Over the following year, despite repeated embolization procedures to diminish flow in the various AV fistulae, the patient continued to develop new AV connections. Repeated studies demonstrated relentless disease progression with enlargement of previously embolized vessels and reestablishment of AV flow. She suffered recurrent micro-hemorrhages around the thalamic cavernous angioma. In time, she developed obstruction of the venous outflow with stenosis and ultimately occlusion of the left jugular bulb leading to increased intracranial pressure nonresponsive to medical treatment that resulted in death.
Discussion
CM-AVM disorder is a relatively newly discovered disorder defined by the formation of cutaneous capillary malformations in addition to high-flow AV lesions and AVF in multiple organs.1 CV-AVM disorder is caused by a mutation of the RASA1 gene located on chromosome 5q13.3 that is responsible for encoding the p120-RasGAP protein. This protein is crucial for normal development of the vasculature.2 Although the exact roles of the RASA1 gene and the p120-RasGAP protein are not entirely understood, it is believed that CM-AVMs are caused by a loss or partial loss of function of the gene. One critical function of the RASA1 gene is the conversion of active GTP-bound Ras into its inactive GDP-bound form. A loss of RASA1 function inhibits this conversion and leads to a disruption of the normal development of the vasculature system. Mutations in the RASA1 gene have been associated with CM-AVM disorders as well as basal cell carcinoma, suggesting that in CM-AVM mutations there is at least a partial function of the p120-RasGAP protein. This suggests a heterozygous loss of RASA1 activity with some residual activity in CM-AVM disorder that does not allow tumors to develop, as opposed to homozygous loss in basal cell carcinoma.1
Typically patients with CM-AVM disorder related to a RASA1 mutation demonstrate cutaneous findings in the form of capillary malformations—“port-wine stains” —that are low-flow vascular malformations manifesting on the skin as a flat, oval/round, red/pink lesion.3 These patients additionally present with multiple AV malformations (AVM), which are fast-flow lesions that can arise in any area of the body including the skin, bone, brain, or other internal organs.2 Cutaneous capillary malformations and AVMs—both considered a hallmark of RASA 1 mutations—were not present in our patient, but she demonstrated multiple AVF, fast-flow lesion resulting from an abnormal pathway between an artery and a vein, often leading to devastating sequelae such as high-output cardiac failure.4 Our patient additionally had multiple pial fistulae, which are extremely rare intracranial vascular malformations with multiple arterial connections to a single venous channel leading to very high pressure and ultimately to poor outcome.

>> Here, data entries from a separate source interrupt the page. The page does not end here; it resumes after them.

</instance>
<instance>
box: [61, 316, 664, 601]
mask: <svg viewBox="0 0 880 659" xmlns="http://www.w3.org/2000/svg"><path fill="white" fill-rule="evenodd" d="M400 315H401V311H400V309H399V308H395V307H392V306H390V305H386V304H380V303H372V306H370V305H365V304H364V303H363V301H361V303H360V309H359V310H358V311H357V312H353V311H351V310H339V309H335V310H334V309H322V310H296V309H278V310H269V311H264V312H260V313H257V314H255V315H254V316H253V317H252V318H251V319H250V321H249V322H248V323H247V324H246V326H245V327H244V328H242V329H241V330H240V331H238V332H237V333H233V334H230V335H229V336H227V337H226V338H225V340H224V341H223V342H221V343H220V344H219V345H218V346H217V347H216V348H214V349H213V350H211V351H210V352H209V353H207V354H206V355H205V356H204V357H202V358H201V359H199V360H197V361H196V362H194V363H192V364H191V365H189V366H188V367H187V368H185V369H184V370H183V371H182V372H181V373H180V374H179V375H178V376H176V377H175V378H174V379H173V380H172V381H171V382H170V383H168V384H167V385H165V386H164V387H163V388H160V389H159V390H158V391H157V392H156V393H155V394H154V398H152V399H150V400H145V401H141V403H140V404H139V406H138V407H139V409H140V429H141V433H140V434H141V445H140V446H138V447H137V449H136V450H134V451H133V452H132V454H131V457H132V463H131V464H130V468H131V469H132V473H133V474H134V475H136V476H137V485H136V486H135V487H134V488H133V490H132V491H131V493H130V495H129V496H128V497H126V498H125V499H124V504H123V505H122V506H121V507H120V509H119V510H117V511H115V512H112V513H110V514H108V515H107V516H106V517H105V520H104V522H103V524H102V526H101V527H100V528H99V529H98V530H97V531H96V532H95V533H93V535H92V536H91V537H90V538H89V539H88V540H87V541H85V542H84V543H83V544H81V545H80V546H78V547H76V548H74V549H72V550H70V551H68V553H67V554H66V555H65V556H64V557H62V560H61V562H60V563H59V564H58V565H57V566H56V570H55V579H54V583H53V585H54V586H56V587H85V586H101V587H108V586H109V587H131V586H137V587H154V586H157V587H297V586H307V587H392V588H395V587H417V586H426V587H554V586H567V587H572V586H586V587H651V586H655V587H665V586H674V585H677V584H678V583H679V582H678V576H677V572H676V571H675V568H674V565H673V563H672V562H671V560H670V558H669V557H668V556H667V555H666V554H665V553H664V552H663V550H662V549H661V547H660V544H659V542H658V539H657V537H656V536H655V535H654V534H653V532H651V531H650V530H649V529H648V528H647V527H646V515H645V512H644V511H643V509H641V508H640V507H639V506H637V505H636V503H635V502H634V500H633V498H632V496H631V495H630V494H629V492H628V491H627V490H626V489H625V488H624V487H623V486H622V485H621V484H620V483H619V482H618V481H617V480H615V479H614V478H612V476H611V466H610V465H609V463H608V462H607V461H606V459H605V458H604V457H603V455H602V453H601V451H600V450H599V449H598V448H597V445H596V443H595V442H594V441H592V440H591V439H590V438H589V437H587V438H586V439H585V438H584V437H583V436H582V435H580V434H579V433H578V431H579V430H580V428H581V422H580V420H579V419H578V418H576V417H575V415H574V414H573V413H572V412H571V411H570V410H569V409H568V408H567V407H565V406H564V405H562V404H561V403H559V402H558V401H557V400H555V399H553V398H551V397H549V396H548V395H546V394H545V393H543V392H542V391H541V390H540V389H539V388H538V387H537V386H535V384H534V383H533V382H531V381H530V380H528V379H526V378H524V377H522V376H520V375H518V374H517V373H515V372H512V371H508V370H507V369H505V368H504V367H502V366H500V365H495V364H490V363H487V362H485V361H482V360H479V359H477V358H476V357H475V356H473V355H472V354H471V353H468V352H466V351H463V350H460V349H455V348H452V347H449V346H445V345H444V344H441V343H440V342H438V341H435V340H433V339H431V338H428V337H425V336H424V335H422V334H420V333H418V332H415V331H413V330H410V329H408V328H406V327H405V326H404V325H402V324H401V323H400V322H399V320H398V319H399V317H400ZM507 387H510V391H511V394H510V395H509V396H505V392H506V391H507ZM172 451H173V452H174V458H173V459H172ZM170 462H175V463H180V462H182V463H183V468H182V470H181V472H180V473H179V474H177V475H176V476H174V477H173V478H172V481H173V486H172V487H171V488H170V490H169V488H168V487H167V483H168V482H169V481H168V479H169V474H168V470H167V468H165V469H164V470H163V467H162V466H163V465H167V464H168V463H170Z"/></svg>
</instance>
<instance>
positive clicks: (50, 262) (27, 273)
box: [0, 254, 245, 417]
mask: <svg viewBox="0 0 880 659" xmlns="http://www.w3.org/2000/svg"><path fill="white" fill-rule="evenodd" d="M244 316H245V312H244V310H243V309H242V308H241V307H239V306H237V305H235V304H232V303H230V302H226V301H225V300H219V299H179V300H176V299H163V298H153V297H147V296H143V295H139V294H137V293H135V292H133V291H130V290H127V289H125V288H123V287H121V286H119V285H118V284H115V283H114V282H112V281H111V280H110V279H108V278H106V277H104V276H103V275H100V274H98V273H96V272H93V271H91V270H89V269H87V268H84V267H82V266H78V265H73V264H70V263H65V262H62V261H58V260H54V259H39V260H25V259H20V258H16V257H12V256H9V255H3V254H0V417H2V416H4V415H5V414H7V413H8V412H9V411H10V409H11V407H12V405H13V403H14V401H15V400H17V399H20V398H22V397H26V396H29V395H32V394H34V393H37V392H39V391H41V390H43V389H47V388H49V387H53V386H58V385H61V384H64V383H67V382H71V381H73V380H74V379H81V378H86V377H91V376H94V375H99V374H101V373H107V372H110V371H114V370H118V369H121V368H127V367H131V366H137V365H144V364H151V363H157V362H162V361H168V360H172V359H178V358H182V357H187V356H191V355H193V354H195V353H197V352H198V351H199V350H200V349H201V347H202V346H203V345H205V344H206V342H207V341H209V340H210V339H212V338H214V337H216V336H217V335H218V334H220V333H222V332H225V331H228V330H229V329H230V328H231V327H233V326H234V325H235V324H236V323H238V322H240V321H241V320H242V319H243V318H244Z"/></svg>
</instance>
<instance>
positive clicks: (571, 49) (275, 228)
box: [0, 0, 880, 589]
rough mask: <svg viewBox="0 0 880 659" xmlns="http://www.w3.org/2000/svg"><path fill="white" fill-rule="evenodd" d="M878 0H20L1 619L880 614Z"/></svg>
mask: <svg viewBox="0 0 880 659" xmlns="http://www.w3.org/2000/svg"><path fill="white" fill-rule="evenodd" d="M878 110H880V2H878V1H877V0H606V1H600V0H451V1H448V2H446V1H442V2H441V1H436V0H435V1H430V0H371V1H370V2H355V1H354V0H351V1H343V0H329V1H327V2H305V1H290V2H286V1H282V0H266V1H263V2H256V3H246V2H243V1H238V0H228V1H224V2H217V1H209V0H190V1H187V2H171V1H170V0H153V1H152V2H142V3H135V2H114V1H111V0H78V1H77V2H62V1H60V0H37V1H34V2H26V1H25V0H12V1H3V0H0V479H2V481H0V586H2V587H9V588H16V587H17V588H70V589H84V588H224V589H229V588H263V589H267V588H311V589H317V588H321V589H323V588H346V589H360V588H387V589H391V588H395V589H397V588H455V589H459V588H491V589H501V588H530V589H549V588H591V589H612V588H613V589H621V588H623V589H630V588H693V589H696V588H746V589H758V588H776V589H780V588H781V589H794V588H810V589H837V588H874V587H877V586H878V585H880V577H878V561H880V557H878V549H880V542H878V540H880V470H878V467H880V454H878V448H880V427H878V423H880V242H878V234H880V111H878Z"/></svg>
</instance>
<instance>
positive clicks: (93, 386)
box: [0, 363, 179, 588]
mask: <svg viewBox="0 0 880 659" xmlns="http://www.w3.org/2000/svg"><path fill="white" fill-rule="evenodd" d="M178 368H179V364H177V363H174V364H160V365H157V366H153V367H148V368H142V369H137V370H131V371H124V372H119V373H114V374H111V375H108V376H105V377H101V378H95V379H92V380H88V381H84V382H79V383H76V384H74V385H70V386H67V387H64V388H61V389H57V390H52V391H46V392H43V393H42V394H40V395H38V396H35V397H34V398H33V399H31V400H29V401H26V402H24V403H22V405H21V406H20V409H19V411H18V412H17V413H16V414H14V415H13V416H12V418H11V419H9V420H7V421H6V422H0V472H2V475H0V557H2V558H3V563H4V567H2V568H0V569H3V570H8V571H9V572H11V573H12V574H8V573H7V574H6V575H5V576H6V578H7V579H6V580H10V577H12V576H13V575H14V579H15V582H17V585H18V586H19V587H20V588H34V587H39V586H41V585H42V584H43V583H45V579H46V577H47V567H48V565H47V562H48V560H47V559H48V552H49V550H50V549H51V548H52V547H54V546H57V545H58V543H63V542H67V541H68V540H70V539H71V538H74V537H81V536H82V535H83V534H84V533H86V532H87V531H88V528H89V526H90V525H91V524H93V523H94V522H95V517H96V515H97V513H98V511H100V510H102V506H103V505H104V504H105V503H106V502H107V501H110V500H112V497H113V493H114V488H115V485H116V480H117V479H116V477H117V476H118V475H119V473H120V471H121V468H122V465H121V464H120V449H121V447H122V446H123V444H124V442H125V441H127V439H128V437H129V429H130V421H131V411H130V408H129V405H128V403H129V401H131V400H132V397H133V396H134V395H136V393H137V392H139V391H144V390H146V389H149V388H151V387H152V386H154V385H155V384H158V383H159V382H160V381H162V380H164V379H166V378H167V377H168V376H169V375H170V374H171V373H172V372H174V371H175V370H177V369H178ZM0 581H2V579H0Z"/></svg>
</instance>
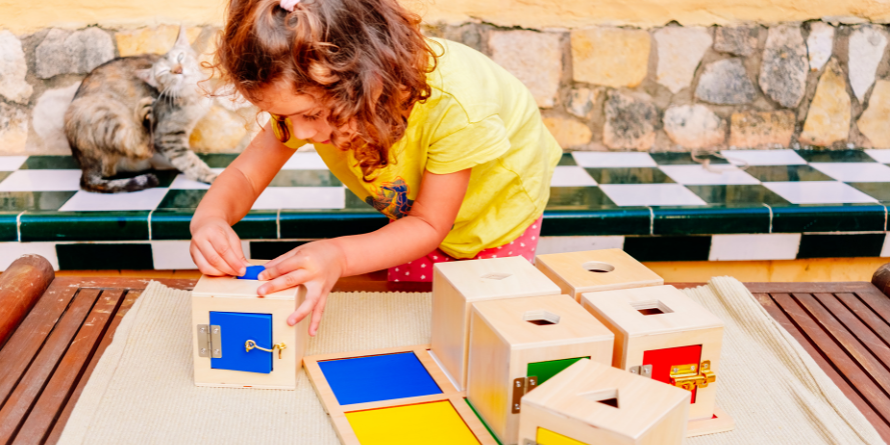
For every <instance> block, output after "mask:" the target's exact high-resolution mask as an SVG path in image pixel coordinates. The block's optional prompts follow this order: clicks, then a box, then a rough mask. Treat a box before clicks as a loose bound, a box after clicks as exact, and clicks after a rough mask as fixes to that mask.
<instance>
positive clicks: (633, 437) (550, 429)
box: [519, 360, 689, 445]
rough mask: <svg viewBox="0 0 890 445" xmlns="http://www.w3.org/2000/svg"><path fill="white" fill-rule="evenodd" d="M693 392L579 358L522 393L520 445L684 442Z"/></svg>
mask: <svg viewBox="0 0 890 445" xmlns="http://www.w3.org/2000/svg"><path fill="white" fill-rule="evenodd" d="M688 398H689V394H688V393H687V392H685V391H683V390H681V389H679V388H675V387H672V386H669V385H662V384H659V383H657V382H654V381H652V380H650V379H647V378H643V377H640V376H638V375H634V374H631V373H628V372H625V371H622V370H619V369H615V368H612V367H609V366H606V365H602V364H600V363H596V362H594V361H592V360H581V361H579V362H577V363H575V364H573V365H572V366H570V367H568V368H567V369H566V370H565V371H563V372H561V373H559V374H558V375H557V376H555V377H553V378H552V379H550V380H549V381H548V382H547V383H544V384H543V385H541V386H540V387H539V388H537V389H536V390H535V391H534V392H531V393H529V394H528V395H526V396H525V397H523V398H522V414H521V415H520V421H519V444H520V445H535V444H538V445H557V444H558V445H594V444H595V445H632V444H634V445H636V444H646V445H680V444H682V443H683V439H684V438H685V436H686V427H687V415H688V412H689V403H688V402H687V400H688Z"/></svg>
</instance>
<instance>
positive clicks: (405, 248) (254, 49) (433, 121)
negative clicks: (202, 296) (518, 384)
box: [191, 0, 562, 335]
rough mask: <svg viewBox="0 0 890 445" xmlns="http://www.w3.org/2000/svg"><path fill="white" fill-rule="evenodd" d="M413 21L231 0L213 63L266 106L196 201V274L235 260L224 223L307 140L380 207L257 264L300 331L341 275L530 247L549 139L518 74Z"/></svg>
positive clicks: (314, 319) (532, 244) (311, 322)
mask: <svg viewBox="0 0 890 445" xmlns="http://www.w3.org/2000/svg"><path fill="white" fill-rule="evenodd" d="M419 25H420V18H419V17H417V16H416V15H414V14H412V13H410V12H408V11H407V10H405V9H404V8H402V7H401V6H400V5H399V4H398V3H397V1H396V0H232V1H231V3H230V4H229V9H228V11H227V18H226V26H225V29H224V31H223V35H222V37H221V39H220V42H219V49H218V52H217V54H216V57H217V68H218V69H219V71H221V73H222V76H223V79H224V80H226V81H228V82H229V83H231V84H232V85H234V86H235V88H236V90H237V91H238V92H239V93H241V94H242V95H243V96H244V97H246V98H247V99H248V100H249V101H250V102H252V103H253V104H255V105H256V106H258V107H259V108H260V109H262V110H264V111H267V112H269V113H270V114H271V115H272V119H271V120H270V122H269V123H268V124H267V125H266V126H265V127H264V128H263V130H262V131H261V132H260V133H259V134H258V135H257V136H256V138H254V140H253V141H252V142H251V144H250V145H249V146H248V147H247V148H246V149H245V150H244V152H243V153H242V154H241V155H240V156H238V158H237V159H236V160H235V161H234V162H232V164H231V165H230V166H229V167H228V168H227V169H226V170H225V171H224V172H223V173H222V174H221V175H220V176H219V178H218V179H217V180H216V181H215V182H214V183H213V186H212V187H211V188H210V190H209V191H208V192H207V195H206V196H205V197H204V199H203V200H202V201H201V204H200V205H199V206H198V209H197V211H196V212H195V215H194V217H193V219H192V222H191V232H192V237H193V238H192V244H191V254H192V258H193V259H194V261H195V264H197V265H198V267H199V268H200V270H201V272H203V273H205V274H209V275H225V274H228V275H241V274H243V273H244V271H245V266H246V265H247V262H246V260H245V258H244V255H243V253H242V251H241V248H240V241H239V239H238V236H237V235H236V234H235V232H234V231H233V230H232V228H231V226H232V224H234V223H236V222H237V221H239V220H240V219H241V218H242V217H244V215H245V214H247V212H248V211H249V210H250V207H251V205H252V204H253V202H254V201H255V200H256V198H257V197H258V196H259V195H260V193H261V192H262V191H263V189H265V188H266V186H268V185H269V183H270V182H271V181H272V178H273V177H274V176H275V174H276V173H278V171H279V169H281V167H282V166H283V165H284V164H285V162H286V161H287V160H288V158H290V157H291V155H292V154H293V152H294V149H296V148H298V147H300V146H302V145H304V144H306V143H312V144H314V146H315V149H316V150H317V151H318V153H319V155H320V156H321V157H322V159H323V160H324V162H325V163H326V164H327V166H328V167H329V168H330V170H331V171H332V172H333V173H334V174H335V175H336V176H337V177H338V178H339V179H340V180H341V181H342V182H343V183H344V184H345V185H346V186H347V187H349V189H350V190H351V191H352V192H353V193H355V194H356V195H357V196H358V197H360V198H361V199H363V200H364V201H365V202H367V203H368V204H370V205H372V206H374V207H375V208H376V209H377V210H379V211H380V212H382V213H384V214H386V215H387V216H388V217H389V218H390V219H391V220H392V221H391V224H388V225H387V226H386V227H383V228H382V229H380V230H377V231H374V232H372V233H367V234H363V235H356V236H346V237H341V238H333V239H324V240H319V241H315V242H311V243H307V244H305V245H302V246H300V247H298V248H296V249H294V250H293V251H291V252H288V253H286V254H284V255H282V256H281V257H279V258H276V259H274V260H272V261H270V262H269V263H268V264H267V265H266V270H265V271H264V272H263V273H262V274H261V275H260V277H259V278H260V279H261V280H271V281H269V282H268V283H266V284H264V285H262V286H261V287H260V288H259V290H258V292H259V294H260V295H266V294H269V293H272V292H276V291H279V290H282V289H286V288H290V287H294V286H297V285H300V284H303V285H305V286H306V288H307V290H308V293H307V298H306V301H305V303H303V304H302V305H301V306H300V307H299V308H297V310H296V312H294V313H293V314H292V315H291V316H290V317H289V318H288V323H289V324H291V325H293V324H295V323H297V322H298V321H299V320H302V319H303V318H304V317H306V316H307V315H309V314H310V313H312V319H311V323H310V329H309V333H310V335H315V333H316V331H317V329H318V324H319V322H320V320H321V315H322V312H323V311H324V305H325V299H326V297H327V294H328V292H329V291H330V290H331V288H332V287H333V286H334V283H336V281H337V280H338V279H339V278H340V277H344V276H350V275H357V274H362V273H367V272H372V271H375V270H380V269H384V268H389V278H390V280H403V281H405V280H415V281H429V280H430V279H431V278H432V264H433V263H436V262H441V261H451V260H455V259H473V258H494V257H499V256H517V255H522V256H524V257H525V258H527V259H528V260H529V261H531V260H532V259H533V255H534V248H535V246H536V244H537V238H538V234H539V233H540V230H541V217H542V214H543V212H544V206H545V204H546V203H547V199H548V198H549V190H550V178H551V176H552V174H553V170H554V167H555V166H556V164H557V162H558V161H559V158H560V156H561V154H562V150H561V149H560V148H559V146H558V145H557V143H556V140H555V139H554V138H553V137H552V136H551V135H550V133H549V132H548V131H547V129H546V128H545V127H544V125H543V122H542V120H541V116H540V113H539V111H538V107H537V105H536V104H535V100H534V98H533V97H532V95H531V93H530V92H529V91H528V89H527V88H525V86H523V85H522V83H520V82H519V81H518V80H517V79H516V78H515V77H513V76H512V75H510V74H509V73H507V72H506V71H505V70H504V69H502V68H501V67H499V66H498V65H496V64H495V63H494V62H492V61H491V60H490V59H488V58H487V57H486V56H484V55H482V54H480V53H479V52H476V51H474V50H472V49H470V48H468V47H466V46H463V45H460V44H458V43H455V42H450V41H446V40H440V39H427V38H425V37H423V36H422V35H421V33H420V27H419Z"/></svg>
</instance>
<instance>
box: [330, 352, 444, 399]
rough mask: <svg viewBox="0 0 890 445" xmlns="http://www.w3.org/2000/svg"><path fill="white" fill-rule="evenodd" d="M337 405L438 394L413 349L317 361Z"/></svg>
mask: <svg viewBox="0 0 890 445" xmlns="http://www.w3.org/2000/svg"><path fill="white" fill-rule="evenodd" d="M318 366H319V367H320V368H321V372H322V373H324V377H325V379H326V380H327V381H328V385H330V386H331V390H333V391H334V396H335V397H337V402H338V403H339V404H340V405H351V404H353V403H364V402H376V401H378V400H392V399H400V398H403V397H415V396H425V395H430V394H441V393H442V390H441V389H439V385H437V384H436V382H435V380H433V378H432V376H430V374H429V372H427V370H426V368H424V367H423V364H421V363H420V360H418V359H417V356H416V355H414V353H413V352H404V353H399V354H386V355H375V356H371V357H356V358H348V359H342V360H329V361H325V362H319V363H318Z"/></svg>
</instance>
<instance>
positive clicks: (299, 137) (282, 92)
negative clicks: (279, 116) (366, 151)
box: [254, 81, 334, 144]
mask: <svg viewBox="0 0 890 445" xmlns="http://www.w3.org/2000/svg"><path fill="white" fill-rule="evenodd" d="M257 96H258V97H261V98H262V100H259V101H257V102H254V105H256V106H257V107H259V108H260V109H261V110H263V111H266V112H269V113H272V114H275V115H278V116H283V117H287V118H289V119H290V122H291V126H292V127H293V128H292V129H291V130H292V131H293V137H295V138H297V139H302V140H305V141H309V142H312V143H316V144H330V143H331V133H332V132H333V130H334V128H333V127H332V126H331V125H330V124H329V123H328V113H330V110H328V109H326V108H324V107H323V106H322V105H321V103H320V102H319V101H318V100H317V99H316V98H315V97H313V96H311V95H309V94H301V93H296V92H295V91H294V89H293V87H292V86H291V85H290V84H289V83H288V82H283V81H278V82H274V83H272V84H271V85H268V86H266V87H263V88H261V89H260V91H259V94H257Z"/></svg>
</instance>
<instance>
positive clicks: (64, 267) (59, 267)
mask: <svg viewBox="0 0 890 445" xmlns="http://www.w3.org/2000/svg"><path fill="white" fill-rule="evenodd" d="M56 255H57V256H58V257H59V269H60V270H121V269H134V270H150V269H154V259H153V258H152V252H151V244H58V245H56Z"/></svg>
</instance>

Less than 120 cases of pial fistula have been described, mostly in neonates presenting with congestive heart failure.5
Our patient suffered an extremely aggressive disease characterized by continuous recurrences and enlargement of treated lesions and relentless, rapid appearance of multiple, new AV communications. Different clinical phenotypes have been reported with RASA 1 mutations, and we speculate that this newly identified mutation could be related to a purely intracranial phenotype that has not previously been described in the literature.
Conclusion
We report a patient with a new RASA1 mutation and a new clinical phenotype involving a combination of intracranial AVF and pial fistulae in the absence of AVMs or cutaneous lesions, which are considered the hallmark of this disorder. Because the phenotype appears to be variable, this mutation may be more common than previously estimated.